People are allowed to read code which handles a data format, then write
new code which handles that data format.  This is permitted for the purposes
of compatibility.  Look around you, our world is full of reimplimented
codebases for the societally beneficial interest of having compatible file
and protocols.

The new code would be based upon the understanding of a human, which is
why it can be put under Copyright, and after various reuse rights are
granted, it can be intergrated by code aggregators like OpenBSD.

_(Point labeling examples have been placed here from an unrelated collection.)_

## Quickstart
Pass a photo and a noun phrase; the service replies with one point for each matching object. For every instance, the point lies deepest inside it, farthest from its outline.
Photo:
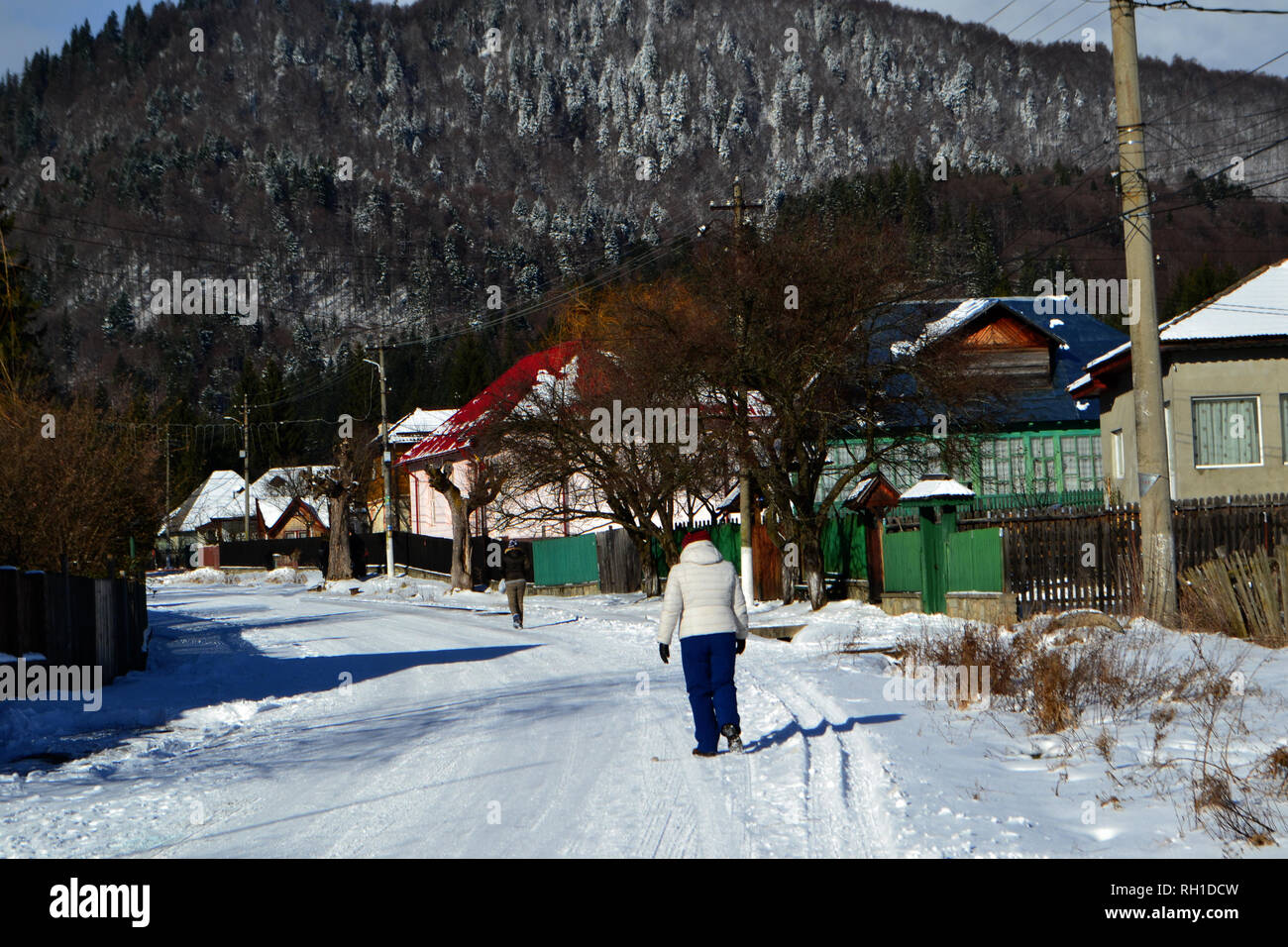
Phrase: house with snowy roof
(452, 445)
(1043, 444)
(214, 510)
(1225, 394)
(287, 505)
(403, 434)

The very first time we heard about these diffs, there was a claim that the
"author" avoided looking at the original code, but instead had the AI do this
for him.  I have to take that original claim at face value.  An AI cannot
write new code because it is instead just regurgitating a variation of the
old code.  It is not following the human process which is permitted to
create a new work for compatiblity and then access the legal structure we
rely on.

But the story has been changing, and the AI did almost nothing.  I'm going
so step away and hope that another human untaints this process.